Posted by COTO Insurance & Financial Services
6 years ago | March 19, 2018

We often remind our clients that life insurance can provide much more than simple replacement income in the event that you pass away unexpectedly. Yes, this is perhaps the most common use of life insurance, but it certainly is not the only one. Life insurance can provide a creative solution to many other estate planning quandaries.

Last week, we discussed how a fictional couple could use life insurance to equalize inheritances among their children. This week, we’ll use another fictional example to illustrate how life insurance can protect your heirs from problems created by estate taxes.

Let’s imagine that Debra, a widow in her late sixties, owns a considerable amount of property that she inherited from her own parents. Her husband, meanwhile, passed away leaving her with a modest life insurance policy and Social Security spousal benefits. Debra is getting by okay, but she hardly has millions of dollars in the bank!

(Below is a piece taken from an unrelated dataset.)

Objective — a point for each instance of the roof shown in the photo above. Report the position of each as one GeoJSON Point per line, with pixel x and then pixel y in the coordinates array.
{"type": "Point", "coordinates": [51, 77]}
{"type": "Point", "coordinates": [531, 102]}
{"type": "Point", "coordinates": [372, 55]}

Meanwhile, that property she inherited from her parents has begun to appreciate in value. What was once rural farmland is now located in the middle of a rapidly developing suburban area. Debra knows that in a few more years or so, that property will probably be worth millions. She’s holding onto it, in hopes of selling it at the right time. Her retirement will become much more comfortable at that time, and she can leave a large inheritance to her two grown children, Janet and John.

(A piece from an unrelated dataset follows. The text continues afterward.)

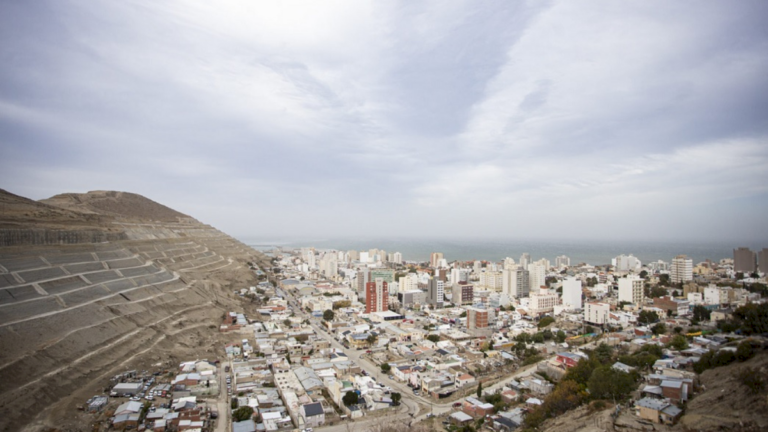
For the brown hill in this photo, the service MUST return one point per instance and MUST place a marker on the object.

However, Debra is concerned that if she passes away before she’s ready to sell that property, Janet and John could be forced to sell it in order to pay estate taxes on their inheritance. If the timing is wrong, or if Janet and John are under pressure, they might have to settle for a sale price that isn’t really ideal for them.

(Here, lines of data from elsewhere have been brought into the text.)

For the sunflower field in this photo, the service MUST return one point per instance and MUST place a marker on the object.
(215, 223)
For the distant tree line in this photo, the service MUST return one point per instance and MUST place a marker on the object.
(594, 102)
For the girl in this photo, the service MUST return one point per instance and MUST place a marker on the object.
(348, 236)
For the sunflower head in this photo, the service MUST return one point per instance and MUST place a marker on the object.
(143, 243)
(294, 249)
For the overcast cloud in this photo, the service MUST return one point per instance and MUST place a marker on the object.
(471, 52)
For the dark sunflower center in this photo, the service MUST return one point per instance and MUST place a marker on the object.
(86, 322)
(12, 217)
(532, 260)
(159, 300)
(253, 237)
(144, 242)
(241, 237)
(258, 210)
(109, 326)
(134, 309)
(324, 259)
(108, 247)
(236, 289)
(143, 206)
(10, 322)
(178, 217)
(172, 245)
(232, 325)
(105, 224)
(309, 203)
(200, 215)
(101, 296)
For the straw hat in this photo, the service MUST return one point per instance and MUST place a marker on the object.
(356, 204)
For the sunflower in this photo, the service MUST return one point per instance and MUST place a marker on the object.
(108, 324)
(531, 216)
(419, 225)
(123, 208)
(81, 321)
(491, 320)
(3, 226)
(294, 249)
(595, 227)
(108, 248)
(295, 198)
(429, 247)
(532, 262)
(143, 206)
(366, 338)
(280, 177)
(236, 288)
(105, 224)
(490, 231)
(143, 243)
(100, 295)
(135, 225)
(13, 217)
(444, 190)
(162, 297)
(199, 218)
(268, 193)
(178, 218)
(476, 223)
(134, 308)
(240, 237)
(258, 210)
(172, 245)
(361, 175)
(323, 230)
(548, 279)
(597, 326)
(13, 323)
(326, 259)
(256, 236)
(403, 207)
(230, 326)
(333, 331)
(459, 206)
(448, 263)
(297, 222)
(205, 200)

Debra meets with her insurance professional, who offers a creative solution: Debra can purchase a life insurance policy that is sufficient to cover the taxes due on her estate. This way, Janet and John can pay the IRS what they owe, and hold onto the inherited property until the most beneficial time to sell. This way, Debra knows she is leaving valuable property to her children, and that they can reap the most benefit possible from the inheritance.